This document describes the AI system that powers The Insurance Professor's consumer-facing responses, the constraints under which it operates, and the failure modes its operators acknowledge openly. It is published as a companion to the Corpus Accuracy Report.
Q2 2026 Model Card · Published May 2, 2026 · Updated quarterly
The Insurance Professor is a consumer education platform for insurance policyholders. It is not a licensed insurance producer, agent, broker, adjuster, or attorney. It does not sell, recommend, or place insurance products. It does not issue legal opinions. It explains regulatory and policy concepts in plain language, grounded in public-domain state regulatory content.

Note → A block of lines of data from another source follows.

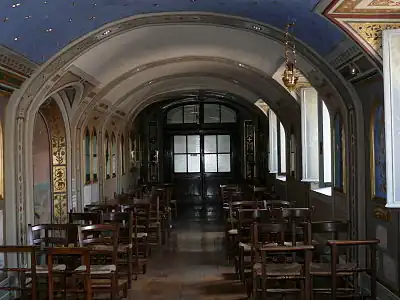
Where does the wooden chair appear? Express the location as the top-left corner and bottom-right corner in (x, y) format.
(84, 204), (118, 213)
(101, 212), (134, 287)
(310, 239), (379, 299)
(69, 212), (101, 225)
(47, 247), (91, 300)
(265, 200), (291, 208)
(28, 224), (79, 271)
(252, 244), (314, 300)
(308, 221), (349, 261)
(0, 246), (37, 300)
(122, 202), (151, 261)
(235, 208), (258, 282)
(78, 224), (128, 300)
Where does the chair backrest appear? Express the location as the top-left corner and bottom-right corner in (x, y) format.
(265, 200), (291, 208)
(101, 211), (133, 245)
(28, 223), (79, 248)
(0, 246), (37, 300)
(84, 204), (118, 213)
(311, 220), (349, 239)
(69, 212), (101, 225)
(252, 221), (287, 247)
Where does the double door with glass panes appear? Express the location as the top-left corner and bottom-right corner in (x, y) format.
(171, 133), (232, 205)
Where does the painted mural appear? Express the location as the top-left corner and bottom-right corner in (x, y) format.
(334, 113), (344, 190)
(372, 104), (387, 199)
(33, 113), (52, 224)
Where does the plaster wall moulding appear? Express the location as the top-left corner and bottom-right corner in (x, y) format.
(0, 46), (37, 77)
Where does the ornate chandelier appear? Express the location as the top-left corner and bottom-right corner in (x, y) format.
(282, 22), (299, 91)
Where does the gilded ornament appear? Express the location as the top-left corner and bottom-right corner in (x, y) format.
(373, 205), (391, 221)
(348, 22), (400, 57)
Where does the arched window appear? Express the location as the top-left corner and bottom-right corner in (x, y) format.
(166, 103), (236, 124)
(84, 128), (91, 184)
(279, 122), (286, 174)
(105, 131), (110, 179)
(92, 129), (98, 182)
(121, 135), (125, 175)
(268, 109), (286, 178)
(111, 132), (116, 177)
(371, 103), (386, 200)
(300, 87), (332, 192)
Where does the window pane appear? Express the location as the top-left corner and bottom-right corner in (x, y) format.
(280, 122), (286, 173)
(184, 104), (199, 124)
(204, 135), (217, 153)
(167, 107), (183, 124)
(322, 101), (332, 183)
(188, 154), (200, 172)
(301, 88), (319, 181)
(269, 110), (278, 173)
(174, 154), (187, 173)
(187, 135), (200, 153)
(217, 135), (230, 153)
(204, 154), (217, 172)
(174, 136), (186, 153)
(218, 154), (231, 172)
(221, 106), (236, 123)
(204, 104), (220, 123)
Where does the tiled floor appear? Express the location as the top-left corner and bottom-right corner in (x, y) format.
(129, 210), (247, 300)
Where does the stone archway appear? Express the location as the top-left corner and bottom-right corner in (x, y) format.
(3, 12), (365, 246)
(37, 99), (68, 224)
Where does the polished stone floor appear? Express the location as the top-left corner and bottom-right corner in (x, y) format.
(129, 206), (247, 300)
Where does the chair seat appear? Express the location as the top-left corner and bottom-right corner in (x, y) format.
(26, 264), (67, 274)
(91, 278), (127, 288)
(228, 229), (238, 235)
(253, 262), (302, 276)
(310, 262), (358, 275)
(283, 241), (306, 246)
(239, 242), (251, 252)
(134, 232), (148, 239)
(170, 200), (177, 204)
(75, 264), (116, 274)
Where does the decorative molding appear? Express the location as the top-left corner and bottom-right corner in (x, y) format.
(326, 0), (400, 14)
(373, 204), (392, 221)
(347, 21), (400, 56)
(325, 38), (362, 68)
(324, 0), (400, 64)
(0, 45), (38, 77)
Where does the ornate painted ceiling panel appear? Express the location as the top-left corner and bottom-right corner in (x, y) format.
(0, 0), (346, 64)
(324, 0), (400, 64)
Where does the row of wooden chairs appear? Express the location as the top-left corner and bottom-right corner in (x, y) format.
(222, 183), (379, 299)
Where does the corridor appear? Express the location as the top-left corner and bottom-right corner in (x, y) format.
(130, 217), (247, 300)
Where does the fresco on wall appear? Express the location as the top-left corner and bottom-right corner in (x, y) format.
(334, 114), (344, 190)
(33, 113), (52, 224)
(33, 183), (51, 224)
(373, 104), (387, 199)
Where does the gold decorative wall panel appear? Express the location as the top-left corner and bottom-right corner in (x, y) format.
(348, 22), (400, 56)
(40, 99), (68, 224)
(324, 0), (400, 63)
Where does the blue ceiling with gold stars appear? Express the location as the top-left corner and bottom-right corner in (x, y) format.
(0, 0), (345, 64)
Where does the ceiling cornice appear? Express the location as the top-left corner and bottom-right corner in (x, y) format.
(0, 45), (38, 77)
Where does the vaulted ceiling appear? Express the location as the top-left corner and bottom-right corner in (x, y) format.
(0, 0), (398, 68)
(0, 0), (345, 63)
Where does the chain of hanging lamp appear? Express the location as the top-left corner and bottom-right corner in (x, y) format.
(282, 22), (299, 91)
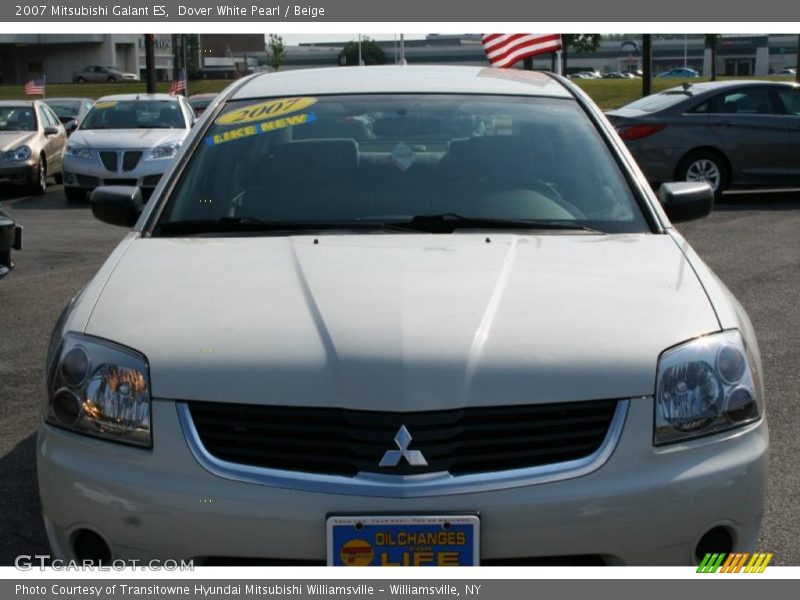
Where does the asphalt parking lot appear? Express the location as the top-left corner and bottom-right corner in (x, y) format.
(0, 184), (798, 565)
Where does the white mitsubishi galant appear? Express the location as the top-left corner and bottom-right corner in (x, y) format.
(38, 66), (768, 566)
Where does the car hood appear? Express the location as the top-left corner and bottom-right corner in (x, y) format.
(0, 131), (37, 152)
(84, 233), (720, 410)
(71, 128), (187, 149)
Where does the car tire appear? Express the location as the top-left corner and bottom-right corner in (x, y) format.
(107, 76), (116, 83)
(76, 76), (86, 83)
(677, 151), (728, 199)
(31, 158), (47, 196)
(64, 188), (86, 204)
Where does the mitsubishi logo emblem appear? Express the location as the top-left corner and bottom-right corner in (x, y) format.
(379, 425), (428, 467)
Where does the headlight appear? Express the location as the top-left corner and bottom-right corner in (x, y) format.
(655, 330), (761, 445)
(46, 333), (151, 448)
(4, 145), (31, 161)
(65, 143), (92, 160)
(147, 142), (181, 160)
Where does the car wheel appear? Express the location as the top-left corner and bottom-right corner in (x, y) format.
(64, 188), (86, 203)
(31, 158), (47, 196)
(107, 76), (116, 83)
(76, 76), (86, 83)
(677, 151), (728, 199)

A user submits a question through the chat interface. The system retrieves relevant content from a curated corpus of public-domain regulatory materials, passes the user's question and the retrieved content to a large language model running locally, and delivers the model's response back to the user — after the response passes through a verification layer described in section 5.
The platform operates from the principle that consumers benefit from being able to ask plain-language questions about insurance and receive plain-language explanations grounded in real regulatory text — but only if those explanations cite real text, do not direct the consumer toward specific products or actions that constitute the practice of insurance or law, and openly disclose what they cannot do.
mlx-community/Llama-3.3-70B-Instruct-4bit). Open-weights model used under Meta's Llama 3.3 Community License. The 4-bit quantization reduces memory footprint at a measurable cost in raw model accuracy compared to the full-precision base; the platform's evaluation harness measures performance on the quantized variant directly so that internal benchmarks reflect what users actually receive.Public-domain state insurance statutes, administrative rules, and consumer guides; the platform's own educational explainer content; and question-answer pairs constructed by the founder from publicly available reference materials drawn from the insurance industry.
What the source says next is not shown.